Enzyme damage: UV rays can damage enzymes that help to produce collagen, leading to a decrease in collagen production. (see above comment about declining collagen levels!).
Collagen breakdown: It can cause collagen fibers to break down, leading to a loss of collagen in the skin.
These effects of UV radiation on collagen can lead to a damaged skin barrier. Collagen is a protein that helps to support the skin barrier, and a decrease in collagen can weaken the skin barrier and make it more prone to damage. And, the inflammation and DNA damage caused by UV radiation can also contribute to skin barrier damage.
The truth is, that if you’re not using sunscreen 365 days a year, then you’re pretty much wasting your time and money on skin care products, as the UV exposure will be undoing most of the good your products are doing. And, actually – if you’re using high strength active ingredients like vitamin C and retinol without using sunscreen, you could be increasing that damage even further.

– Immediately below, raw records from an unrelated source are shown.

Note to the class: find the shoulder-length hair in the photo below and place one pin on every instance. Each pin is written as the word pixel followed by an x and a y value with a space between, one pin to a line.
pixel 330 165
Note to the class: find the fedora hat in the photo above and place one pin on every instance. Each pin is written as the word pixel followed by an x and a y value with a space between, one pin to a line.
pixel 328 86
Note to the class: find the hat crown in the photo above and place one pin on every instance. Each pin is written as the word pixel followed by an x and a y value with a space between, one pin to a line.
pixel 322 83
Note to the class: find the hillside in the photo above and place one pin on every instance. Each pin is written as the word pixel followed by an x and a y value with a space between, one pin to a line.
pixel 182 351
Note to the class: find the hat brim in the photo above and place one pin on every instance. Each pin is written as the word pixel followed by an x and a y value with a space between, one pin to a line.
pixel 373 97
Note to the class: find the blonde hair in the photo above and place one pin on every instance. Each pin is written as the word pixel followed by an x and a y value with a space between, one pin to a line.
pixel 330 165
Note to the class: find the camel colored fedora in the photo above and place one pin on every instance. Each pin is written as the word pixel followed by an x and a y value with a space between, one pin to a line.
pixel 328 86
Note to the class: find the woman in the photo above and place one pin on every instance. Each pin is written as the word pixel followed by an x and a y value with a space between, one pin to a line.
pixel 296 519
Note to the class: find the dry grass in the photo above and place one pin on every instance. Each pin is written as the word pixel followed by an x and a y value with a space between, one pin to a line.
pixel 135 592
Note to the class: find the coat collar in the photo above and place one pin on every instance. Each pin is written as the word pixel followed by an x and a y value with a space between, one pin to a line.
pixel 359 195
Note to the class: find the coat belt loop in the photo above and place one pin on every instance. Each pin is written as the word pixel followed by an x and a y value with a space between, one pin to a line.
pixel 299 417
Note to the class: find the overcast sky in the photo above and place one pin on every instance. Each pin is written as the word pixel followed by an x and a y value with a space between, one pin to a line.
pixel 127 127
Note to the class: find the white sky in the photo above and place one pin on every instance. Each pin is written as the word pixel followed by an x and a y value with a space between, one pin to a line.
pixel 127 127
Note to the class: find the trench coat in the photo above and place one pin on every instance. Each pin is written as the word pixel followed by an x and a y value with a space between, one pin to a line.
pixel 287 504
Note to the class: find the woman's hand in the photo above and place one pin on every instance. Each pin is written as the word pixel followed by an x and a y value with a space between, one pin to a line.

If you only take one thing away from my blog on damaged skin barrier, then please let it be to start wearing sun screen every day. Choose a broad spectrum factor 30-50, face formula, and apply it to your face, neck and décolletage daily.
3. Repairing your damaged skin barrier with skin care
OK, so now we understand that your sun screen is your number ONE skin care product for a damaged skin barrier. We can move on to look at skin care products that can help too. I will refer to ‘medical grade’ skin care products for the purpose of this blog, but if you want to read more about the differences between medical grade and over the counter – click HERE.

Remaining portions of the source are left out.